|
B A C K G R O U N D :
Once upon a time there was a little girl with a father, who lived in a small apartment somewhere near where London used to be, a little girl who had spoken Gaelic as her first language, with the rough burr in her voice even when she was speaking standard.
Some things don’t change – and she has never been one to forget anything. Grudges, fights, reasons to hate other people, all of these things are catalogued in her brain for always. She always remembers.
This is what Sinead remembers of her father (because when she remembers her father, inevitably, the entire story pours out like blood and puss from a boil):
He was a tall man, much taller than she could ever hope to be. She remembers that he had dark hair, and pale, pale blue eyes. Irish, he’d laugh inside their home, as he rocked her back and forth and told her about the Green Isle that wasn’t there anymore.
We’re the people of the Green Isle, Sinead. Descended from the Fae.
But outside of their home (that tiny, tiny apartment) she was called Jane – nothing more spectacular or exotic about her than there was about any other girl with thick brown hair and pale blue eyes, save for the Gaelic that danced on her tongue, a language dead long before now that her father sung her into.
He told of her of religions, and wars – how it shaped their family and history. She read forbidden books, heard tales, learned of the decimation of churches, airports, the killing of Catholics and Protestants, that now all seems so small and silly, compared to what was happening to the people around them. She learned how to be smart, how to keep her mouth shut, how to clean and bind wounds, how to fire a gun at a distance and keep herself from getting caught, but most importantly, she learned how to love.
Her father didn’t have the disease.
His young ward, Cousin Fearna, who was seven years older than Sinead, did.
Cousin Fearna gave Sinead her first kiss, at the sweet age of five, he kissed her lips and told her she was the prettiest girl in all the world, as he danced with her and tossed her up – always his arms caught her. He was twelve, then, and adored the little girl like she was his own sibling.
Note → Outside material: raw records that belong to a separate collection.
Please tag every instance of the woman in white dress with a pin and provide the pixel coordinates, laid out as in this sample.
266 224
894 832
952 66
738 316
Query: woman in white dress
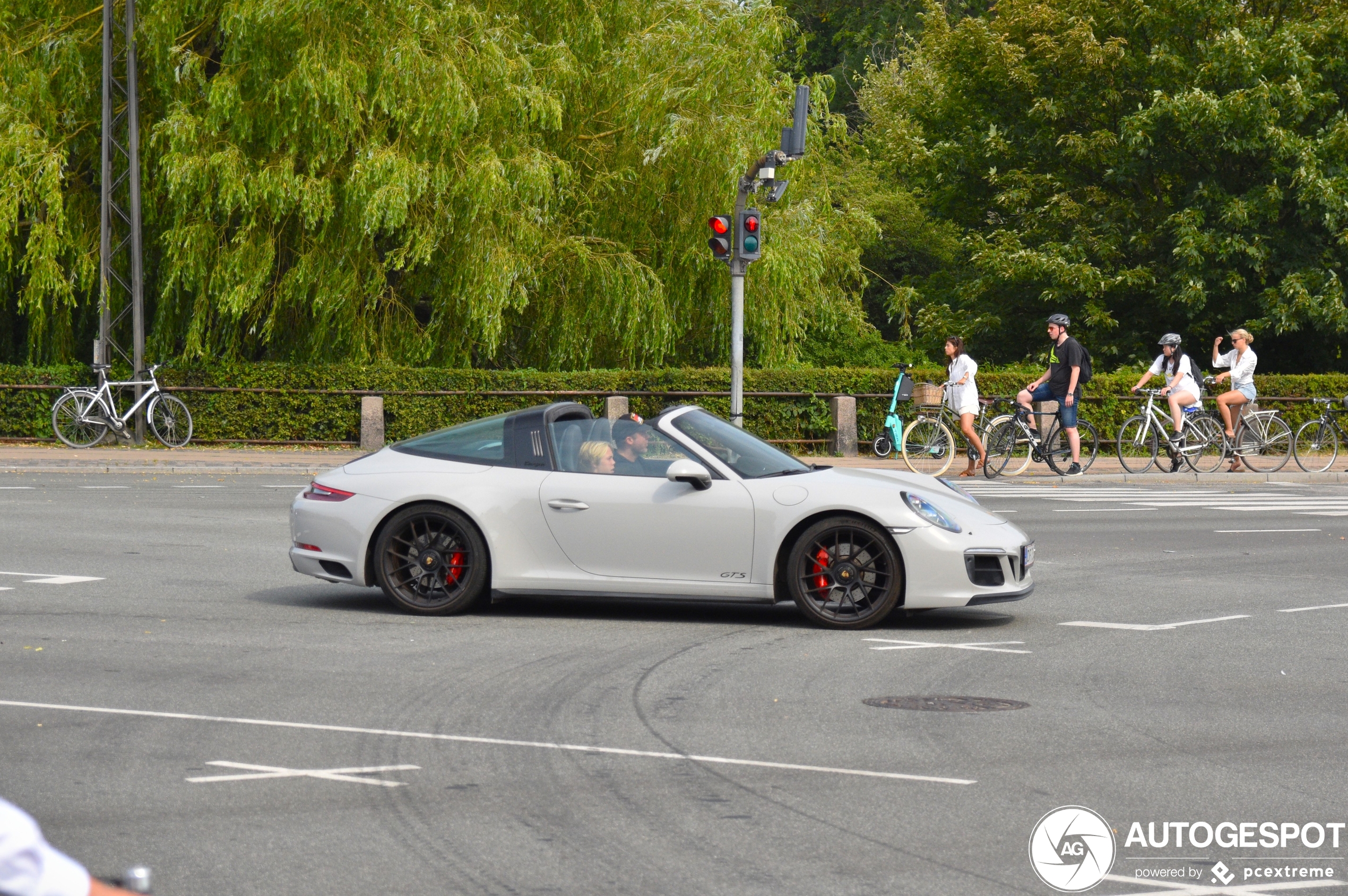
1242 361
963 395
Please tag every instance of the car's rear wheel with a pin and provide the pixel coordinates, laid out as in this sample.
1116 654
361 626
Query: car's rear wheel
430 560
844 573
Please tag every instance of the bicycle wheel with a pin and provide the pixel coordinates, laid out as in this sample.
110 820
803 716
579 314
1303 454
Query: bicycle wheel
928 446
69 420
1203 445
1265 443
1316 446
170 421
1137 445
1002 442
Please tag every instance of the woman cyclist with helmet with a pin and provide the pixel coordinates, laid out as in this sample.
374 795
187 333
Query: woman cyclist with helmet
1181 388
1242 361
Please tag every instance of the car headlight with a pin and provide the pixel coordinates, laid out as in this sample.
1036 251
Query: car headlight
957 490
929 512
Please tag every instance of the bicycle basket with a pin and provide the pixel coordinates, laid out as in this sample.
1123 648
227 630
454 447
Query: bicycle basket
927 395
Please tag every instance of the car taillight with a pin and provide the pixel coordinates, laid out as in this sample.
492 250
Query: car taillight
317 492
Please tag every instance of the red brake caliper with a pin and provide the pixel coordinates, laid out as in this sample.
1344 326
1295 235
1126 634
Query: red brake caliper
822 562
455 569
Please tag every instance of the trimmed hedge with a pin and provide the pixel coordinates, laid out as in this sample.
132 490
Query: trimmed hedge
336 418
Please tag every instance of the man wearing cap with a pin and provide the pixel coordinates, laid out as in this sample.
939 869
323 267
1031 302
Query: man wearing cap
631 440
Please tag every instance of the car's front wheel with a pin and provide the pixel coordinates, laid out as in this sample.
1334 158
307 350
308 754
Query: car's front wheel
432 560
844 573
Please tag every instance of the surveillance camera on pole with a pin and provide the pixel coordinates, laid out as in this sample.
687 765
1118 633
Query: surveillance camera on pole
747 236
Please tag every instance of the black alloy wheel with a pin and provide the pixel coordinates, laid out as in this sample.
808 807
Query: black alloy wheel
430 560
844 573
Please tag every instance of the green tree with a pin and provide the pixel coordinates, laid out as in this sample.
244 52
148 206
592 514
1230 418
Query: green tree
1142 166
503 182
When Sinead was ten and Cousin Fearna was seventeen, he gave her another kiss – this one was soft, and quiet, and that night Sinead slept with him in his small bed, curled up against him as her fingers played in his long, red hair.
Her father said nothing, but smoothed her brown hair in the morning, kissed her head, and told her that he loved her in the language that they both loved so much. She remembers it vividly, and treasures it – because the next time she saw her father, he was covered in fire, and boils, and burns, and he was dead.
A terrible accident at the government building, someone had blown something up, and he’d been caught in the explosion, trying to shield someone else who died anyway.
She screamed, and screamed, and screamed, but the only one who came was Fearna – the only one who held her close and kissed her hair and took her home.
Sinead was fifteen, and Fearna was twenty-two, the next time he kissed her.
In a world where Sinead was afraid, where her name was Jane and there were no Gaelic songs, no fatherly laughter, no happiness at all, she took shelter in his bed and in his heart, as he whispered Tá grá agam duit against her lips in the darkness of the room, and Sinead sobbed to hear the words.
But Fearna had the disease.
It killed him.
At twenty-five, when Sinead had just celebrated her eighteenth birthday, he was killed – heading home on their afternoon walk, he was killed by a man in a black outfit. Sinead, in a blue dress, screamed for him, dragged away from his body, she wasn’t infected, she wasn’t, but Fearna had been, and as they lifted his body, she tried to hold on, and she tore his ring from his finger, a lock of his red, red hair from his scalp, his necklace from around his throat.
Go n-éirí on other leat, it said. May the road rise to meet you.
She wears the pendant at her clavicle, now, his ring strung onto the leather. She keeps his hair in an envelope at the bottom of her bag that she carries – to have him close to her, always.